Con una lettera rivolta ai cittadini del Friuli Venezia Giulia i quattro vescovi della Regione si attendono dalle autorità regionali, provinciali e comunali “una generosa risposta” (?) alla visita di papa Benedetto XVI ad Aquileia e Venezia.
Motivano il loro appello con un lungo e un po’ involuto periodo che vale la pena di citare testualmente: (Vorremmo che la visita costituisse la felice occasione per confermare) il nostro serio impegno di annuncio di Gesù Cristo e del suo Vangelo di salvezza agli uomini e alle donne che vivono immersi in un clima culturale e sociale che rende incerto e faticoso il loro cammino per un progressivo venir meno della fede e della speranza cristiane, lasciandoli pericolosamente privi di quei punti di riferimento che hanno permesso alle generazioni passate di scrivere pagine gloriose di impegno e dedizione missionari e di promozione civile.
Il testo lascia aperti vari interrogativi: ad esempio, ciò che “rende incerto e faticoso il cammino” è davvero il “progressivo venire meno della fede e speranza cristiane”? I “punti di riferimento” hanno permesso alle generazioni passate soltanto di “scrivere pagine gloriose di impegno e dedizione missionari e di promozione civile”? Non ci sono anche molte parole e soprattutto silenzi che hanno contribuito a consentire (se non addirittura a fomentare) guerre, sanguinari regimi totalitari e venefici nazionalismi?

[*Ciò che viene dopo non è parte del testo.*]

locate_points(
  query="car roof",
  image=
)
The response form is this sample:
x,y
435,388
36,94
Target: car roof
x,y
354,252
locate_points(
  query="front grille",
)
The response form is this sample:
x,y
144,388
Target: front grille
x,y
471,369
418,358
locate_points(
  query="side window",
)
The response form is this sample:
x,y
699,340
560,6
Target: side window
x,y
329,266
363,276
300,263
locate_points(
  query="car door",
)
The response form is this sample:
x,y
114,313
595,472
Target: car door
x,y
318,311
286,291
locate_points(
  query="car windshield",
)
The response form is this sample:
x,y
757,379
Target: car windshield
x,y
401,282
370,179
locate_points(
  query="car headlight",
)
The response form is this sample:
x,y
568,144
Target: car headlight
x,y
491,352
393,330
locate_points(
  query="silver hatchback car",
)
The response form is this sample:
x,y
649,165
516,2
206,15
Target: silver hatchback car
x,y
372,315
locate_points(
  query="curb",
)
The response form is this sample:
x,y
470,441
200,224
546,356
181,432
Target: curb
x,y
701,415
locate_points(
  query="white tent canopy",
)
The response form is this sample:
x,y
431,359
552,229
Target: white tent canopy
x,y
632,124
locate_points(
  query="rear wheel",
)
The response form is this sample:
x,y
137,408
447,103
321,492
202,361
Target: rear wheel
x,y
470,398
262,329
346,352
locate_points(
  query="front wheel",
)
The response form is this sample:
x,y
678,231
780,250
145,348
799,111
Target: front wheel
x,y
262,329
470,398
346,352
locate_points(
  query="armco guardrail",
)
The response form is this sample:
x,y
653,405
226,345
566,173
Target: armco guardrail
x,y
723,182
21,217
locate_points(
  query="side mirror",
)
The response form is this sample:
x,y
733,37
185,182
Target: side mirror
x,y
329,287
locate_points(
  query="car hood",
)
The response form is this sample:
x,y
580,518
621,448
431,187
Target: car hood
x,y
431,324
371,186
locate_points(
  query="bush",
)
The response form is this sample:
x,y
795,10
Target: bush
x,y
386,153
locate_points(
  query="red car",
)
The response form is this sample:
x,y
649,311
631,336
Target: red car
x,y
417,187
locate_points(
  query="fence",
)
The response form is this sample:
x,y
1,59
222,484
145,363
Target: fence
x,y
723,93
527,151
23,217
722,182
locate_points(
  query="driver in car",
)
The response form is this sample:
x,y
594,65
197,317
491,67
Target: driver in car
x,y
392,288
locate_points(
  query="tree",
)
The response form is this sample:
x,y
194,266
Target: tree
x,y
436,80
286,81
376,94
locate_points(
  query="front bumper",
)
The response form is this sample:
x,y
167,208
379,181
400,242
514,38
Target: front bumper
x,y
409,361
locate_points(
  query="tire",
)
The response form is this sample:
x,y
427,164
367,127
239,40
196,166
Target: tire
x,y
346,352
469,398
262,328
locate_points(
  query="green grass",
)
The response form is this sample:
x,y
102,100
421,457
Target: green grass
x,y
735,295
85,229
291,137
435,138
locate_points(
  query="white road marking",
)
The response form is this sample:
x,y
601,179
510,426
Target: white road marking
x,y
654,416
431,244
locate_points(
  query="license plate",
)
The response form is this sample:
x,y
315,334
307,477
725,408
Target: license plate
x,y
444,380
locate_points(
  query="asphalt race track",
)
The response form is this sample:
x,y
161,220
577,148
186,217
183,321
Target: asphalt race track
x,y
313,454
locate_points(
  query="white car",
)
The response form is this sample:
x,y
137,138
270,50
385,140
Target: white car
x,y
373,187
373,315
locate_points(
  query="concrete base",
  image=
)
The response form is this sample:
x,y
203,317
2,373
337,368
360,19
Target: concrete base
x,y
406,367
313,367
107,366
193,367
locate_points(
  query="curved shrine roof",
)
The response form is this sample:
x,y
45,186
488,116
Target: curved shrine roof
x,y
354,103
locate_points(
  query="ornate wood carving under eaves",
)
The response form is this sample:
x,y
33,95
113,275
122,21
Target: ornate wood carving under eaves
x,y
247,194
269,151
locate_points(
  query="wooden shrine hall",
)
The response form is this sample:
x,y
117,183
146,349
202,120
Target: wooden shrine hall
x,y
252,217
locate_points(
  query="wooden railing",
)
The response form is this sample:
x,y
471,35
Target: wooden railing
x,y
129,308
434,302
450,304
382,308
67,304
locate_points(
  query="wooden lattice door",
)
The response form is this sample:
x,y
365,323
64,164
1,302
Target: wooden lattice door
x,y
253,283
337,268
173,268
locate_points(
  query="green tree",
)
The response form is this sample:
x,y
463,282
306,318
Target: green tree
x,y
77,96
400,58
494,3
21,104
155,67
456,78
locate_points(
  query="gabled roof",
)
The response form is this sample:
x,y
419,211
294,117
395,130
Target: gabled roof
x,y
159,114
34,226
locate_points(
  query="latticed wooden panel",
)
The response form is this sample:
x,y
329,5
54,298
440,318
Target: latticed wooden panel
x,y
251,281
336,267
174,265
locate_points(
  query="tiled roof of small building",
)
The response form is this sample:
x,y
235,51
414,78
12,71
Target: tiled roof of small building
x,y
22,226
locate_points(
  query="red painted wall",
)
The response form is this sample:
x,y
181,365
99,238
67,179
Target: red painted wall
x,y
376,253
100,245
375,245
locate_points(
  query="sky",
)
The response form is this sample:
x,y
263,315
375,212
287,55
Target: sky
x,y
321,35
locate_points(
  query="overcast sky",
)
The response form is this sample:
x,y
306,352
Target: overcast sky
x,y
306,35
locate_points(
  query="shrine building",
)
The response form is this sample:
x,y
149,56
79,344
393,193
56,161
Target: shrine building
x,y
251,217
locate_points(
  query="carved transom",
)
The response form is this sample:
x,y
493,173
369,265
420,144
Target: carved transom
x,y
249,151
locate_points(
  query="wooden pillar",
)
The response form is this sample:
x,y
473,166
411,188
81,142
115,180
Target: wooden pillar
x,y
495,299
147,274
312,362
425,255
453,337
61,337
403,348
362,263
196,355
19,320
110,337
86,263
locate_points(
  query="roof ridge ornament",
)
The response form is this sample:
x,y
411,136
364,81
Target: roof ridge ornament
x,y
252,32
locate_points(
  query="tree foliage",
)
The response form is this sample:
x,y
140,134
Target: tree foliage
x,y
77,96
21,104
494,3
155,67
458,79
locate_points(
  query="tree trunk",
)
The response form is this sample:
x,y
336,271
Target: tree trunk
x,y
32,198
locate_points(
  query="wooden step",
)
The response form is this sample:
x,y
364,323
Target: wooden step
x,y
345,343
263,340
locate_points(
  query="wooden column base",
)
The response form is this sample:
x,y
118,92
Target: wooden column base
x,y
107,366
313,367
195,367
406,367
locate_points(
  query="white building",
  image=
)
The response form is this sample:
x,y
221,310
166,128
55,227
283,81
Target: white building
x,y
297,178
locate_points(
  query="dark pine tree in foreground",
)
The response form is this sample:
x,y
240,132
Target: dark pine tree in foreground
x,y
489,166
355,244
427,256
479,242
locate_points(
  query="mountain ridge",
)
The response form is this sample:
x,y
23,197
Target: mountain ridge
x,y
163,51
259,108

Secondo molti cittadini il cattolicesimo regionale – invece di chiedere “risposte generose” alle autorità civili – dovrebbe cogliere l’occasione della visita del suo “capo” per interrogarsi in modo autocritico e costruttivo sui motivi dell’evidente disaffezione (in particolare delle nuove generazioni) alle istituzioni ecclesiastiche e non al fatto religioso o al cristianesimo come tali.